Sie können jedoch - soweit Sie eine Meisterprüfung nicht ablegen wollen oder können - eine Ausnahmegenehmigung beantragen. 

Insoweit zitiere ich § 8 Abs. 1 HWO wie folgt: 

„In Ausnahmefällen ist eine Bewilligung zur Eintragung in die Handwerksrolle (Ausnahmebewilligung) zu erteilen, wenn die zur selbständigen Ausübung des von dem Antragsteller zu betreibenden Handwerks notwendigen Kenntnisse und Fertigkeiten nachgewiesen sind; dabei sind auch seine bisherigen beruflichen Erfahrungen und Tätigkeiten zu berücksichtigen. Ein Ausnahmefall liegt vor, wenn die Ablegung der Meisterprüfung zum Zeitpunkt der Antragstellung oder danach für ihn eine unzumutbare Belastung bedeuten würde.
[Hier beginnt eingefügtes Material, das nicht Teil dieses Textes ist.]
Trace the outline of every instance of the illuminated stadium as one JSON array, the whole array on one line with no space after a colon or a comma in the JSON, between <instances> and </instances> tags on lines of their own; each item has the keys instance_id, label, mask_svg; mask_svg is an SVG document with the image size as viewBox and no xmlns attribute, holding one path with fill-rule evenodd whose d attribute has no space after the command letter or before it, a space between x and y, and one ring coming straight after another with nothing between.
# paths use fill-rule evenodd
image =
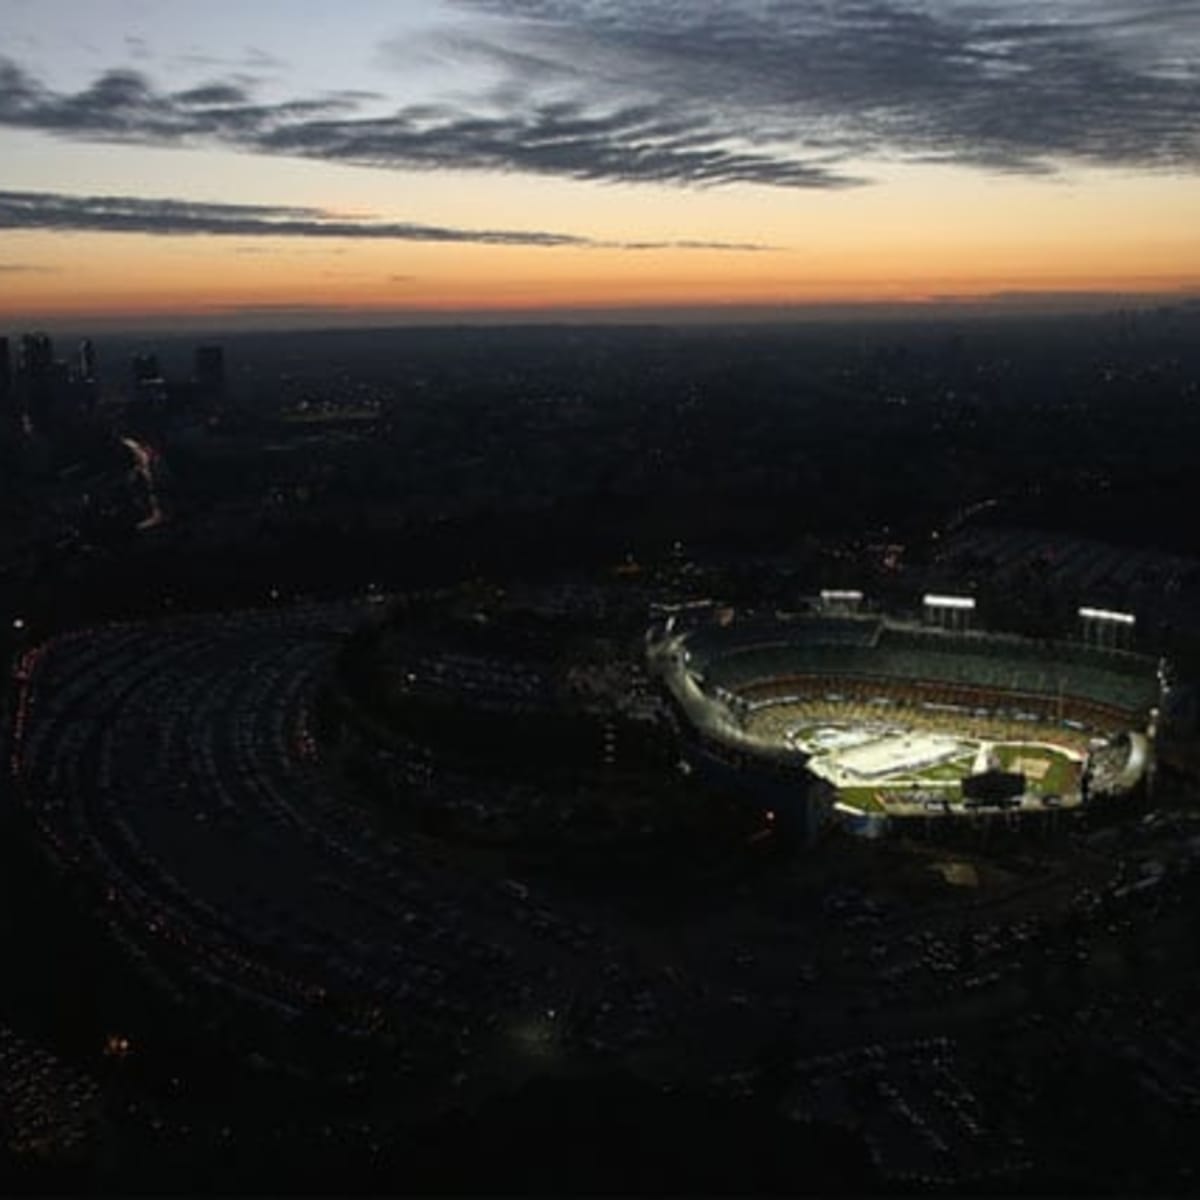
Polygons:
<instances>
[{"instance_id":1,"label":"illuminated stadium","mask_svg":"<svg viewBox=\"0 0 1200 1200\"><path fill-rule=\"evenodd\" d=\"M1131 617L1084 609L1087 641L1034 641L969 629L953 597L926 597L923 622L822 609L669 618L647 638L690 769L773 780L761 803L810 835L831 815L875 833L1077 810L1152 767L1159 672L1120 645Z\"/></svg>"}]
</instances>

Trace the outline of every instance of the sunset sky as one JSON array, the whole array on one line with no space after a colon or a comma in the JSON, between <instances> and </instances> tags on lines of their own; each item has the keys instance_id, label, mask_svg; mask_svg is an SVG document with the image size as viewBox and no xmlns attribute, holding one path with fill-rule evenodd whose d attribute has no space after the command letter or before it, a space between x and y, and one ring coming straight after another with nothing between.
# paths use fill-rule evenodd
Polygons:
<instances>
[{"instance_id":1,"label":"sunset sky","mask_svg":"<svg viewBox=\"0 0 1200 1200\"><path fill-rule=\"evenodd\" d=\"M0 325L1200 294L1200 0L0 0Z\"/></svg>"}]
</instances>

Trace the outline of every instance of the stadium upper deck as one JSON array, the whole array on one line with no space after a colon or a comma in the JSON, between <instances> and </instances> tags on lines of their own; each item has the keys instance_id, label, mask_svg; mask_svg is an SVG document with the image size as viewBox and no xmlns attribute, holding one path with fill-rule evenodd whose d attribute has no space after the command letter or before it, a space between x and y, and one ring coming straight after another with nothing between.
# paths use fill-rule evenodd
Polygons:
<instances>
[{"instance_id":1,"label":"stadium upper deck","mask_svg":"<svg viewBox=\"0 0 1200 1200\"><path fill-rule=\"evenodd\" d=\"M1158 698L1154 661L1143 655L877 617L760 618L694 630L682 646L698 681L738 692L802 677L921 682L1077 699L1137 722Z\"/></svg>"}]
</instances>

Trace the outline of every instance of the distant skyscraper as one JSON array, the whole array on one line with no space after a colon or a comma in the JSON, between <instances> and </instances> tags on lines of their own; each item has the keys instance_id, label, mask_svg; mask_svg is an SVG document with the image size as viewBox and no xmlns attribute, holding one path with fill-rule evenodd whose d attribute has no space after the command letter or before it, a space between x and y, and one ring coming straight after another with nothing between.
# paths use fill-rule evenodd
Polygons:
<instances>
[{"instance_id":1,"label":"distant skyscraper","mask_svg":"<svg viewBox=\"0 0 1200 1200\"><path fill-rule=\"evenodd\" d=\"M96 347L92 345L91 338L84 338L79 343L79 361L76 365L79 378L84 383L96 382Z\"/></svg>"},{"instance_id":2,"label":"distant skyscraper","mask_svg":"<svg viewBox=\"0 0 1200 1200\"><path fill-rule=\"evenodd\" d=\"M133 386L154 383L162 378L157 354L135 354L133 356Z\"/></svg>"},{"instance_id":3,"label":"distant skyscraper","mask_svg":"<svg viewBox=\"0 0 1200 1200\"><path fill-rule=\"evenodd\" d=\"M24 333L18 344L14 375L14 418L45 432L54 422L59 398L54 343L44 333Z\"/></svg>"},{"instance_id":4,"label":"distant skyscraper","mask_svg":"<svg viewBox=\"0 0 1200 1200\"><path fill-rule=\"evenodd\" d=\"M44 333L21 336L20 374L26 379L47 379L54 370L54 343Z\"/></svg>"},{"instance_id":5,"label":"distant skyscraper","mask_svg":"<svg viewBox=\"0 0 1200 1200\"><path fill-rule=\"evenodd\" d=\"M90 338L79 343L75 359L75 372L71 379L71 408L76 415L91 413L96 407L99 392L96 377L96 347Z\"/></svg>"},{"instance_id":6,"label":"distant skyscraper","mask_svg":"<svg viewBox=\"0 0 1200 1200\"><path fill-rule=\"evenodd\" d=\"M152 410L166 407L167 381L163 378L157 354L135 354L133 367L133 396L140 404Z\"/></svg>"}]
</instances>

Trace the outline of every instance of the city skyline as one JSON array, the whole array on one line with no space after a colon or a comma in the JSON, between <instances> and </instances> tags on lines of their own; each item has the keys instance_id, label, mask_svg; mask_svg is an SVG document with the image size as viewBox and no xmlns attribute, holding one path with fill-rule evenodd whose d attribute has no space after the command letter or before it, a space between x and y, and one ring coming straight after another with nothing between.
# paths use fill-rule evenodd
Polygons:
<instances>
[{"instance_id":1,"label":"city skyline","mask_svg":"<svg viewBox=\"0 0 1200 1200\"><path fill-rule=\"evenodd\" d=\"M0 321L1200 292L1200 8L4 0Z\"/></svg>"}]
</instances>

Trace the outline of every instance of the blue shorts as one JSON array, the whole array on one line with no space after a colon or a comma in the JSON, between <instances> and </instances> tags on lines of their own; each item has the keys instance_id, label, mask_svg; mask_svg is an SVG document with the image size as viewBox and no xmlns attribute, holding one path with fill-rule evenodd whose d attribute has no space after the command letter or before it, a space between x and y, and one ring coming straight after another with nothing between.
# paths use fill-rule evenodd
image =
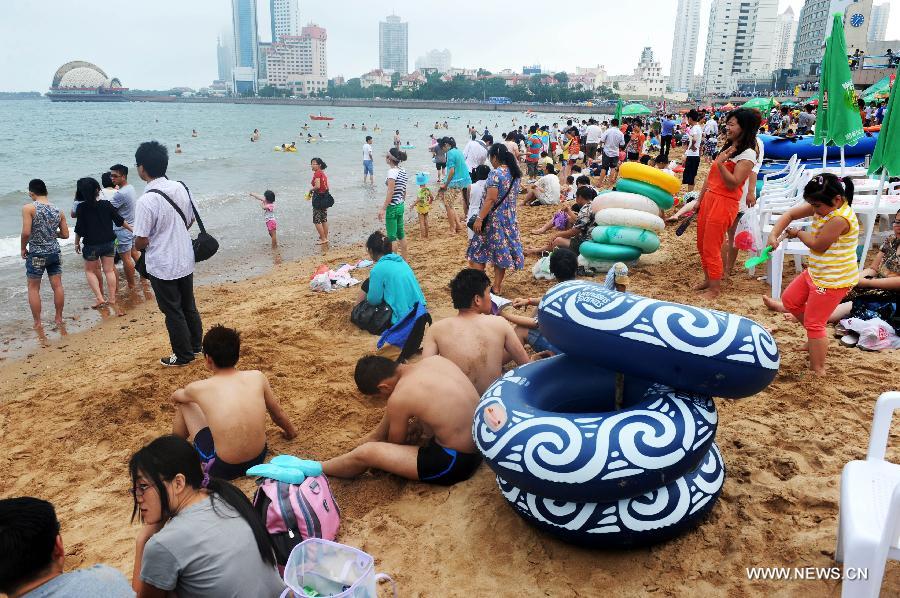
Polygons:
<instances>
[{"instance_id":1,"label":"blue shorts","mask_svg":"<svg viewBox=\"0 0 900 598\"><path fill-rule=\"evenodd\" d=\"M375 163L372 160L363 160L363 176L367 174L375 176Z\"/></svg>"},{"instance_id":2,"label":"blue shorts","mask_svg":"<svg viewBox=\"0 0 900 598\"><path fill-rule=\"evenodd\" d=\"M540 353L541 351L550 351L556 355L562 353L562 351L547 342L547 339L544 338L544 335L537 328L532 328L528 331L527 342L534 349L535 353Z\"/></svg>"},{"instance_id":3,"label":"blue shorts","mask_svg":"<svg viewBox=\"0 0 900 598\"><path fill-rule=\"evenodd\" d=\"M125 228L116 229L116 253L128 253L134 247L134 233Z\"/></svg>"},{"instance_id":4,"label":"blue shorts","mask_svg":"<svg viewBox=\"0 0 900 598\"><path fill-rule=\"evenodd\" d=\"M62 258L59 253L29 253L25 258L25 276L40 280L44 276L62 274Z\"/></svg>"},{"instance_id":5,"label":"blue shorts","mask_svg":"<svg viewBox=\"0 0 900 598\"><path fill-rule=\"evenodd\" d=\"M85 245L81 248L81 257L86 262L96 262L101 257L116 257L116 242L109 241L99 245Z\"/></svg>"}]
</instances>

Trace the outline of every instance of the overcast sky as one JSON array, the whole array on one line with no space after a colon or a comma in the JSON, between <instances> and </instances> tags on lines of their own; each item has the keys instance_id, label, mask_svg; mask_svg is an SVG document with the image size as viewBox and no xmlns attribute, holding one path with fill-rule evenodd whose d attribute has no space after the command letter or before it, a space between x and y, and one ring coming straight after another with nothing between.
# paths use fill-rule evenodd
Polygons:
<instances>
[{"instance_id":1,"label":"overcast sky","mask_svg":"<svg viewBox=\"0 0 900 598\"><path fill-rule=\"evenodd\" d=\"M696 72L703 68L709 5L703 0ZM878 0L876 0L876 3ZM230 0L0 0L0 91L46 91L70 60L97 64L139 89L202 87L216 77L216 37L231 29ZM271 38L269 0L258 0L260 40ZM900 3L888 39L900 39ZM799 17L803 0L780 0ZM577 6L578 10L574 7ZM300 0L302 23L328 30L328 75L356 77L378 66L378 21L391 10L409 23L409 67L449 49L453 65L554 71L605 65L630 73L651 46L668 73L677 0ZM568 7L568 8L566 8ZM562 8L561 11L556 8Z\"/></svg>"}]
</instances>

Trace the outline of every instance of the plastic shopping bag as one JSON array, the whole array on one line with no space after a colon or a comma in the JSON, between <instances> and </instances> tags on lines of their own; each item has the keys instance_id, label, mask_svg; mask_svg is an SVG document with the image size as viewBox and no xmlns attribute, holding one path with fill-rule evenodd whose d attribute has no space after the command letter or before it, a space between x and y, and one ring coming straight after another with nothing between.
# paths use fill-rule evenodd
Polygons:
<instances>
[{"instance_id":1,"label":"plastic shopping bag","mask_svg":"<svg viewBox=\"0 0 900 598\"><path fill-rule=\"evenodd\" d=\"M900 337L894 332L894 328L881 318L871 320L847 318L841 320L841 326L859 335L856 346L860 349L869 351L900 349Z\"/></svg>"},{"instance_id":2,"label":"plastic shopping bag","mask_svg":"<svg viewBox=\"0 0 900 598\"><path fill-rule=\"evenodd\" d=\"M553 280L556 278L550 273L550 256L545 255L534 263L531 273L538 280Z\"/></svg>"},{"instance_id":3,"label":"plastic shopping bag","mask_svg":"<svg viewBox=\"0 0 900 598\"><path fill-rule=\"evenodd\" d=\"M734 246L742 251L759 253L763 248L762 233L759 230L759 210L749 208L738 221L734 231Z\"/></svg>"},{"instance_id":4,"label":"plastic shopping bag","mask_svg":"<svg viewBox=\"0 0 900 598\"><path fill-rule=\"evenodd\" d=\"M389 581L397 598L397 584L390 575L375 572L375 559L352 546L309 538L294 547L284 568L288 592L334 598L378 598L379 581Z\"/></svg>"}]
</instances>

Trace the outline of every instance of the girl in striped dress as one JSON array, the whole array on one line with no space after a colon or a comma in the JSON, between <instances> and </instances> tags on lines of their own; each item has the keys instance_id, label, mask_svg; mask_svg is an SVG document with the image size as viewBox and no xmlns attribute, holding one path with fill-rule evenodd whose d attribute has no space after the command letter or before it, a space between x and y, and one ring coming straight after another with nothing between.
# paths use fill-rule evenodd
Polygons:
<instances>
[{"instance_id":1,"label":"girl in striped dress","mask_svg":"<svg viewBox=\"0 0 900 598\"><path fill-rule=\"evenodd\" d=\"M764 297L769 309L792 314L806 328L810 369L825 375L828 339L825 324L834 309L859 280L856 246L859 221L850 207L853 181L833 174L814 177L803 189L804 204L784 214L769 235L769 245L778 247L781 233L809 247L809 268L794 279L781 301ZM789 228L794 220L812 217L810 230Z\"/></svg>"}]
</instances>

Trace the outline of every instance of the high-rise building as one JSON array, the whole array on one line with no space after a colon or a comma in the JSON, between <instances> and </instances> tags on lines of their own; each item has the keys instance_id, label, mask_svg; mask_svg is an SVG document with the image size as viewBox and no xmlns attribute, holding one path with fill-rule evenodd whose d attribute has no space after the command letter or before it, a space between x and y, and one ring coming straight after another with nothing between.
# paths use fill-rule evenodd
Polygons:
<instances>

Ein Ausnahmefall liegt auch dann vor, wenn der Antragsteller eine Prüfung auf Grund einer nach § 42 Abs. 2 dieses Gesetzes oder  § 46 Abs. 2, § 81 Abs. 4 oder § 95 Abs. 4 des Berufsbildungsgesetzes erlassenen Rechtsverordnung bestanden hat, die in wesentlichen fachlichen Punkten mit der Meisterprüfung für ein Gewerbe der Anlage A übereinstimmt." 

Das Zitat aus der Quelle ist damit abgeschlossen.